ISO 15926 defines an object-oriented data model for representing physical objects, activities, and their properties. It provides a formal, system-independent way to describe what something is, what it does, what properties it has, and how it relates to other things. This model is what makes it possible for different systems to exchange data about the same asset without losing meaning or context.
The standard is accompanied by a reference data library (RDL) — a controlled vocabulary of classes, properties, and relationships. The RDL provides the common definitions needed for consistent data exchange. When two systems both use ISO 15926 reference data to describe a centrifugal pump, they mean the same thing — regardless of their internal data structures. This is what eliminates the need for custom mapping between every pair of systems.
For most organisations, ISO 15926 implementation is not a standalone project — it is a consequence of choosing systems and defining data standards that align with the ISO 15926 data model.
Practical implementation typically involves:
ISO 15926 does not exist in isolation. It connects to and complements several other standards that industrial organisations regularly encounter:
One of the most practical applications of ISO 15926 is in engineering and asset document handover. When contractor and operator systems must exchange tens of thousands of documents and data records at project completion, having a common reference data framework dramatically reduces the reconciliation effort required.

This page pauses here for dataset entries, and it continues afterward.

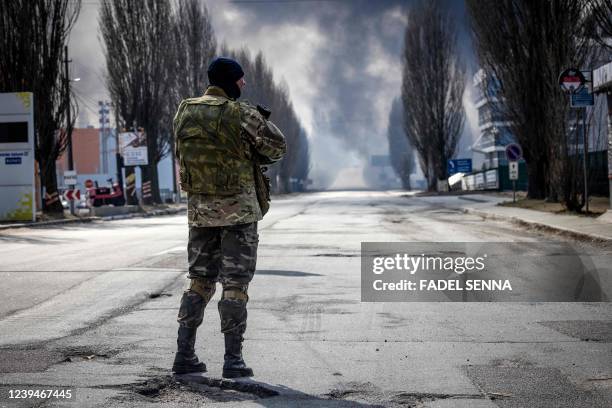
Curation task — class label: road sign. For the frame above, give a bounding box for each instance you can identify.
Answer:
[64,170,77,186]
[506,143,523,162]
[508,161,518,180]
[446,159,472,176]
[559,68,585,92]
[570,70,595,108]
[64,190,81,201]
[119,131,149,166]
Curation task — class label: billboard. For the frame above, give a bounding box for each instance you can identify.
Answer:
[0,92,36,221]
[119,131,149,166]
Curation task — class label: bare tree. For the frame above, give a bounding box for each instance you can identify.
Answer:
[173,0,217,102]
[0,0,81,214]
[100,0,175,202]
[221,47,308,193]
[467,0,595,210]
[402,1,465,190]
[589,0,612,51]
[387,98,414,190]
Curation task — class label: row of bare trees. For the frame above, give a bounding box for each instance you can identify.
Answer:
[221,47,310,193]
[100,0,308,202]
[0,0,81,214]
[402,1,465,190]
[467,0,612,210]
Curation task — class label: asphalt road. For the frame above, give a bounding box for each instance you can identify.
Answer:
[0,192,612,408]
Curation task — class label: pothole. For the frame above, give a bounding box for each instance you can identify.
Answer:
[113,375,278,404]
[61,346,120,363]
[312,253,360,258]
[323,382,487,408]
[149,292,172,299]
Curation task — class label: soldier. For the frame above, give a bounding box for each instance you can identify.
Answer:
[172,58,286,378]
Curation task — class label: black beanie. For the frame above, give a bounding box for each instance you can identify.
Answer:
[208,57,244,99]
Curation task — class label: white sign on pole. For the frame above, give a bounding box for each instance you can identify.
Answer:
[64,170,77,186]
[119,132,149,166]
[508,162,518,180]
[0,92,36,221]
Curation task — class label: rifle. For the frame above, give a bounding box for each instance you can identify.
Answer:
[251,105,272,215]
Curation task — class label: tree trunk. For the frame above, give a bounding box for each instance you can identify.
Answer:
[125,166,138,205]
[40,160,64,215]
[527,158,546,200]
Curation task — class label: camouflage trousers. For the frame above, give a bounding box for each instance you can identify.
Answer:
[177,222,259,335]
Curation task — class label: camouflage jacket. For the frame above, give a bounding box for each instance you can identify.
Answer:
[174,86,286,227]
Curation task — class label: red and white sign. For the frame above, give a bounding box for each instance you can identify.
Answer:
[64,190,81,201]
[559,68,586,92]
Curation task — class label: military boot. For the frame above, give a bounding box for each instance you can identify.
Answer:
[223,333,253,378]
[172,279,215,374]
[172,326,206,374]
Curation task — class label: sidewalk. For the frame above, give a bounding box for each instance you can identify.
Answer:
[0,203,187,231]
[442,194,612,241]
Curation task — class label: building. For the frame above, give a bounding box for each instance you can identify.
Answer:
[471,69,516,169]
[56,127,117,191]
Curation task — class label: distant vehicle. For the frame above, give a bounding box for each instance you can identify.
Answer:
[87,179,125,207]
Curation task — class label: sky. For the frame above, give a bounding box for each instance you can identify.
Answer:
[70,0,477,187]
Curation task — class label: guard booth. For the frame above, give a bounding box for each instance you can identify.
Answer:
[0,92,36,221]
[593,62,612,213]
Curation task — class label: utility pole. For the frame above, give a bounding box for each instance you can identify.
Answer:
[64,45,74,215]
[582,107,589,214]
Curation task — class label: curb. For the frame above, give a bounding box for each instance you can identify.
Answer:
[0,208,187,231]
[462,208,612,242]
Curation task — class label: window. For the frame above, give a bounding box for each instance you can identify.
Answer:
[0,122,28,143]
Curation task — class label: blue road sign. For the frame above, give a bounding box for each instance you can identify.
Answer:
[446,159,472,176]
[570,86,595,108]
[4,157,21,164]
[506,143,523,161]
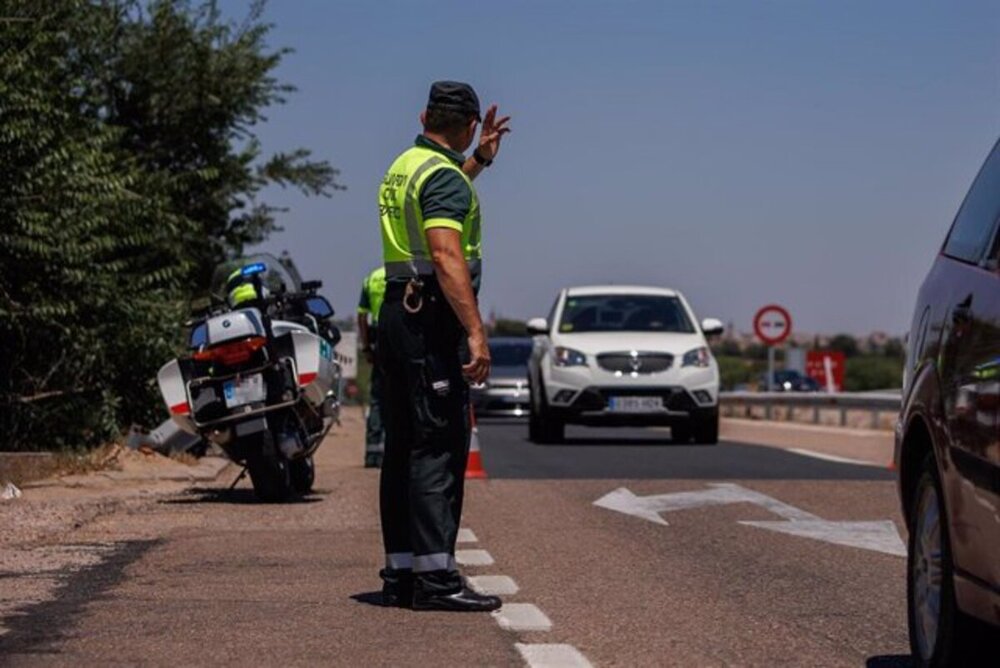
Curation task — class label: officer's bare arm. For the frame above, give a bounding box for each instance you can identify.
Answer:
[427,227,490,383]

Without ISO 15926-aligned data structures, every handover involves custom mapping between contractor systems and operator systems — a costly and error-prone process that frequently results in data gaps. With aligned data structures, the mapping is defined once and applied consistently across the full scope of the handover package.
This is directly relevant to data interoperability between engineering systems, CMMS, and ERP platforms — the challenge that ISO 15926 was specifically designed to address.

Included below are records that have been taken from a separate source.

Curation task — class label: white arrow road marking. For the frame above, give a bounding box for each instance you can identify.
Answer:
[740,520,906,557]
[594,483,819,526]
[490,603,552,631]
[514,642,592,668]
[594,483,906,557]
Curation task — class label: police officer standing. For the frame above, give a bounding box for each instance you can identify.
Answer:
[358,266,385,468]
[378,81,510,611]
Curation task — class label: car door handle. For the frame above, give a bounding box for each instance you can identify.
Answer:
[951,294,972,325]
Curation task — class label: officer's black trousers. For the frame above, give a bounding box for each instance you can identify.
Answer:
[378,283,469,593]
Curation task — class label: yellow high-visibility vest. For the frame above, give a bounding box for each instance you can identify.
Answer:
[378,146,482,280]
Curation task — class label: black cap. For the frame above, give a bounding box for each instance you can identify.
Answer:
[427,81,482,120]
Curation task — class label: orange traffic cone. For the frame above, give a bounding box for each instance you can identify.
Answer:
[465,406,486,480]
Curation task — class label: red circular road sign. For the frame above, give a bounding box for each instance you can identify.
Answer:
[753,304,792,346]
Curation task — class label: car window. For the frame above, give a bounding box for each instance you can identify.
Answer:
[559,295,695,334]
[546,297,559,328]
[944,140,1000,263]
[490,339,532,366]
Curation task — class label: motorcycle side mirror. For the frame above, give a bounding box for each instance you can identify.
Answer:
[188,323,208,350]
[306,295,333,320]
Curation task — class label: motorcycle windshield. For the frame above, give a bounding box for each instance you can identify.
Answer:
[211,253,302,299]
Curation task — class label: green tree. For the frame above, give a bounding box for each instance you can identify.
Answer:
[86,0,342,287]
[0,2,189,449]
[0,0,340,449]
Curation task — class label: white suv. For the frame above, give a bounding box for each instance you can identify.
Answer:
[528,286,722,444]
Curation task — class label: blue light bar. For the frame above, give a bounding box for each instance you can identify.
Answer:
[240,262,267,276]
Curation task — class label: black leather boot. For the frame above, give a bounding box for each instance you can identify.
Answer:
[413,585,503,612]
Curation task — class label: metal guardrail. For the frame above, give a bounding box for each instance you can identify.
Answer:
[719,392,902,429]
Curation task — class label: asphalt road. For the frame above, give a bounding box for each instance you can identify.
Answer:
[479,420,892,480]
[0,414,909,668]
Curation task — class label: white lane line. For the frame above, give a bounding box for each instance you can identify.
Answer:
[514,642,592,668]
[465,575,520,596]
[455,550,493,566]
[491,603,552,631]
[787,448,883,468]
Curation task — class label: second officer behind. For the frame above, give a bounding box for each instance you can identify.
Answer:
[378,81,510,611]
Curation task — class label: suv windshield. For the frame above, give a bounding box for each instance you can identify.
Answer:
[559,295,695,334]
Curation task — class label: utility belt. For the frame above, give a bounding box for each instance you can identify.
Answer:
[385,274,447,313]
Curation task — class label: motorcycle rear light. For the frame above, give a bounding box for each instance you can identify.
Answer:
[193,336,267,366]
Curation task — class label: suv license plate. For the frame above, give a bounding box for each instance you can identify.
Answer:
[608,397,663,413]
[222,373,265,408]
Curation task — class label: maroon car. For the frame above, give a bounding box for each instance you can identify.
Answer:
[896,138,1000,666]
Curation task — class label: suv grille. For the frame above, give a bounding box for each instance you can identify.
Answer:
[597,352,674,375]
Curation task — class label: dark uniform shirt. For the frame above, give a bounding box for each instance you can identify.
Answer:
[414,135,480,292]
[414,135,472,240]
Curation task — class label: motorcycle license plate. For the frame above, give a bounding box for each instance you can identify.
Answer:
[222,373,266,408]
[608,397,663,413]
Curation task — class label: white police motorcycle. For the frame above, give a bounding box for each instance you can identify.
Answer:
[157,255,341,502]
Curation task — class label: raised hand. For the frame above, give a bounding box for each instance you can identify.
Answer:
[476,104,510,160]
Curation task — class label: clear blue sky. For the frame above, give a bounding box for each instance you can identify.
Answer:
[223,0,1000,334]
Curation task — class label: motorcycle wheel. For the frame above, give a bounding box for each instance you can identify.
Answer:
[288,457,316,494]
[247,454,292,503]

Sharecat is built on data structuring principles aligned with ISO 15926. The platform supports consistent representation of equipment, tags, and documents across the asset lifecycle, enabling data exchange between Sharecat and connected enterprise systems in a standards-aligned way.

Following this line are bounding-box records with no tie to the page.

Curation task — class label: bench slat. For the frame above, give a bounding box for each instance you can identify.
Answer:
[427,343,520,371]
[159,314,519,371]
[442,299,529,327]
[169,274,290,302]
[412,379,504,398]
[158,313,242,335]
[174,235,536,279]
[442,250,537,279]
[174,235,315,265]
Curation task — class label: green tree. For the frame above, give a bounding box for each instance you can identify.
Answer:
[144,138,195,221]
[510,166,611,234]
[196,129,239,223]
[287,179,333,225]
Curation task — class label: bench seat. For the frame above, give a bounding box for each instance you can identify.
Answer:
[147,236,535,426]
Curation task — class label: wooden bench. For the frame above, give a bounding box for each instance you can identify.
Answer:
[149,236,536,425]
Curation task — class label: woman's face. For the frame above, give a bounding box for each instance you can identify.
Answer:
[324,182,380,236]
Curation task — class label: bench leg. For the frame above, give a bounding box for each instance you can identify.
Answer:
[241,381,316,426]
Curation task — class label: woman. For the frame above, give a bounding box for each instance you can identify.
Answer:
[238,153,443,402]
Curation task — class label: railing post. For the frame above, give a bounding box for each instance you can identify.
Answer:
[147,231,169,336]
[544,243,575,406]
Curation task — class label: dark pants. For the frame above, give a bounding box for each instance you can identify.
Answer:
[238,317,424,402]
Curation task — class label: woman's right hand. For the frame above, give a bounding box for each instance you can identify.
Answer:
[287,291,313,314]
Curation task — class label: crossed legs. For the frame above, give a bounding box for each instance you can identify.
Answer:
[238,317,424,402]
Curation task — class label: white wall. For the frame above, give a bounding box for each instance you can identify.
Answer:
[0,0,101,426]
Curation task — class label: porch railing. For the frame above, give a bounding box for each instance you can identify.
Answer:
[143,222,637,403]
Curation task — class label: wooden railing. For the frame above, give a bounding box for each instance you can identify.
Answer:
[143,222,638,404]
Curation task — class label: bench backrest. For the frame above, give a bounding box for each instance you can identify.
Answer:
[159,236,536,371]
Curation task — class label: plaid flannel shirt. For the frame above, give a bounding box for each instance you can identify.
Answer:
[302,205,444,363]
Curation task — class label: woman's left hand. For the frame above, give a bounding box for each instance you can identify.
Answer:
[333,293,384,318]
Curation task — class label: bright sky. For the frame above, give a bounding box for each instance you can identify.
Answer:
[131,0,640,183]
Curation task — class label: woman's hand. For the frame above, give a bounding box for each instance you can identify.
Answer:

Key capabilities that support ISO 15926 alignment include:
For organisations that want to implement ISO 15926-aligned data management without a multi-year standards programme, Sharecat provides the practical infrastructure that makes the standard operational — within the context of a working project or operational environment.
The BP Tangguh LNG expansion is an example of ISO 15926-aligned information management at scale: a single Sharecat workspace supporting seven EPC contractors and hundreds of suppliers across an $8 billion project, with structured data flowing from FEED through to operational handover.
For most organisations, ISO 15926 alignment is achieved through system and standards choices rather than a standalone implementation programme. Selecting software platforms that support ISO 15926-aligned data exchange, defining equipment classes using ISO 15926 reference data, and including compliance in supplier requirements is sufficient for most practical purposes. Explicit ISO 15926 implementation as a separate project is typically only required in specific integration or system migration contexts.
ISO 15926 defines the data model and reference vocabulary — the common language. CFIHOS defines the specific data requirements that must be met at project handover — what data must be delivered and in what form. CFIHOS uses ISO 15926 reference data as its vocabulary, so the two standards are complementary rather than competing. Most capital projects in oil, gas, and chemicals encounter both.
ISO 15926 data exchange relies on stable, unambiguous identifiers to maintain traceability as data moves between systems. If tag identifiers change during a project, or differ between engineering and operations systems, the linkage between data records breaks down. A governed Master Tag Register is therefore a prerequisite for reliable ISO 15926-aligned data exchange.
A digital twin is a digital representation of a physical asset that requires structured, interoperable data to function. ISO 15926 provides the data model and vocabulary that makes it possible to build a digital twin that integrates data from multiple systems — engineering, operations, maintenance — in a consistent and meaningful way. Without ISO 15926-aligned data structures, digital twin initiatives typically hit data integration barriers that limit their value.